Global tech layoffs declined in numbers in 2025. However, the average number of employees laid off per company rose sharply from about 221 in 2023 to nearly 517 in 2025, pointing to deeper, more concentrated restructuring as firms pursue AI-led efficiency gains (Chart 1). 
 
Layoffs are no longer confined to software and IT services. Hardware accounts for over 31 per cent of employees laid off in 2025, followed by retail and consumer-oriented sectors, indicating that AI adoption is reshaping production, logistics and customer-facing operations alongside digital functions (Chart 2). 
 
As AI adoption replaces routine roles, hiring is increasingly shifting toward AI-specific skills.

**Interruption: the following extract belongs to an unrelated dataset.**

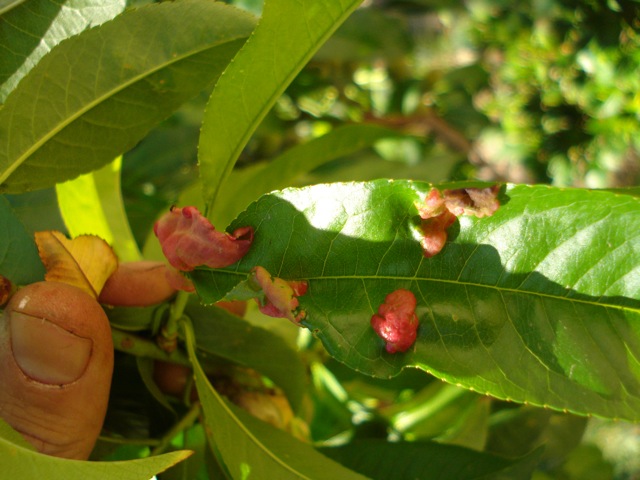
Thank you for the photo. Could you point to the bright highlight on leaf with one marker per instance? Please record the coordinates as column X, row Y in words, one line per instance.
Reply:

As a result, AI talent recruitments grew  faster  across countries in 2024, with India recording the highest share of AI hiring globally (Chart 3). 
 
Industries most exposed to AI have recorded wage growth of nearly 17 per cent since 2018 — more than double that of least-exposed sectors — highlighting how AI is reinforcing wage differentiation across the labour market (Chart 4). 
 
AI skill penetration in India is the highest. This places India among a group of countries with a rapidly expanding AI skill base (Chart 5). 
 
Net AI talent flows show continued outflows from India in 2024, pointing to strong international demand for AI skills and intensifying competition among countries to attract and retain specialised talent (Chart 6).